АЛКИВИАД. Так или иначе, Агис по меньшей мере отправит меня в темницу…
ТИМЕЯ. Тогда… позволь мне… уйти вместе с тобой!
АЛКИВИАД. Тимея!
ТИМЕЯ. Неужели тебя не прельщает мысль похитить подругу из клетки тирана, которого ты презираешь? Я хочу отправиться вместе с тобой!
АЛКИВИАД. Фортуна не отворачивается от тех, кто ей мил! Изгнанный с родины, я уверен в том, что грядущая месть неотвратима, и самая красивая женщина Спарты принадлежит мне.
ТИМЕЯ. Новый Парис, ты похищаешь новую Елену.
ОБА. Пусть же свершится то, что нам суждено!

                Алкивиад и Тимея стремительно удаляются.
                *
                Возвращаются Агис и Лисандр.

АГИС. Приказы разосланы. И если всё, о чём нам поведал этот несусветный прохвост, правда, то – прочь сомнения! – на наших флагах начертано: победа!
ЛИСАНДР. Не будет ли разумным взять его под стражу, пока мы не станем уверены в успехе нашего дела?
АГИС. Прекрасная идея. Где же Алкивиад?

                Агиса охватывает беспокойство.
   
Где Тимея? Живо! Приведите мне его сюда!

                Лисандр удаляется. 

Тимея! Тимея!

                Лишь эхо отвечает Агису.   

Лисандр! Где они?

                Появляется Алфея, за ней следом Лисандр.

АЛФЕЯ. Небесные боги, низвергните на землю свои молнии и обрушьте на их путь огненный дождь! Они устремились прочь! прочь! Эта лицемерная тварь и твоя супруга. Он прельстил её. Точно так же и меня он некогда ввергнул в позор. Но это ему даром не пройдёт. Обняв меня своей нечестивой рукой, он скрепил священные узы, которые он не в силах расторгнуть. На этих узах лежит печать ужасных проклятий богов смерти.
АГИС. Что ты там кричишь, словно менада?
АЛФЕЯ. Алкивиад похитил у тебя царицу. Вскочив на быстрых коней, они умчались на север.
АГИС. Нужно немедленно послать за ними погоню. Отдай распоряжение, Лисандр!
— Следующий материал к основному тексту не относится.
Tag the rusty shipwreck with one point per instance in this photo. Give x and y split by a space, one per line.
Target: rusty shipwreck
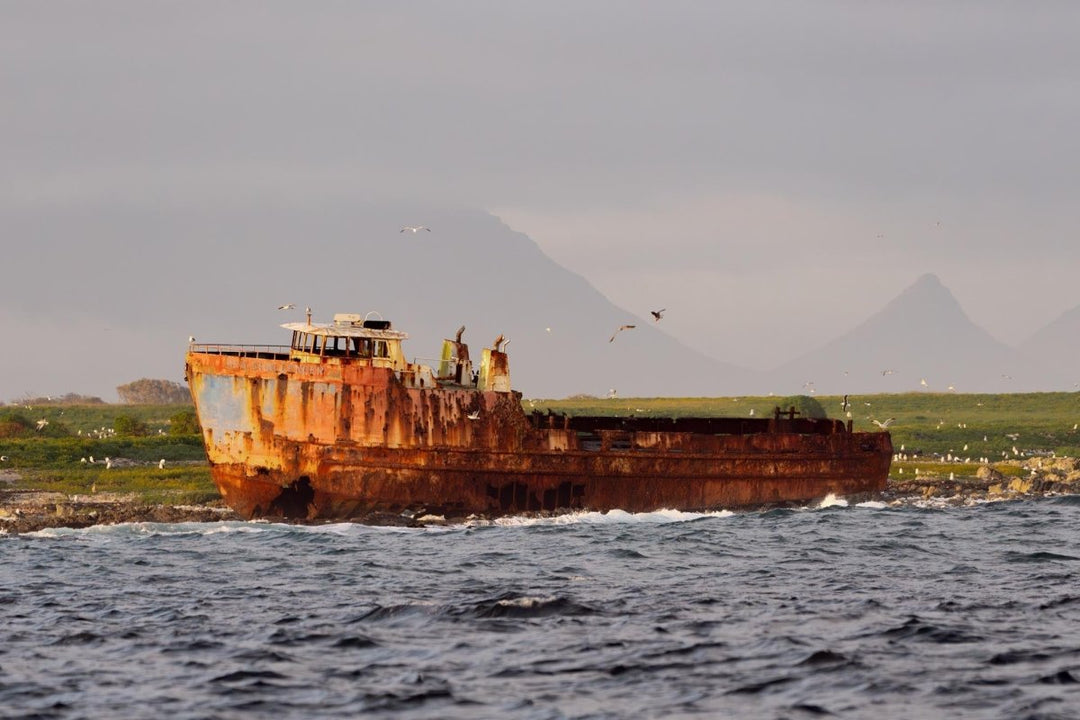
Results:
339 425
                Лисандр убегает прочь.

АЛФЕЯ. Я укажу вам дорогу. Моё предчувствие подсказывает мне, куда они направились.

Появляется Ктесипп с гигантским мечом. Своим видом Ктесипп напоминает ангела смерти.
КТЕСИПП. Мой царь, я к твоим услугам. Я Ктесипп, и некогда я был сыном недостойного отца, Брасида, (Агис вздрагивает.) которого ты справедливо покарал. Слава Агису! Слава! Слава!
АГИС. Поведёшь ли ты боевой отряд преследователей?
КТЕСИПП. Да, мой повелитель.

                Агис жестом отсылает его.
                Ктесипп и Алфея стремительно удаляются.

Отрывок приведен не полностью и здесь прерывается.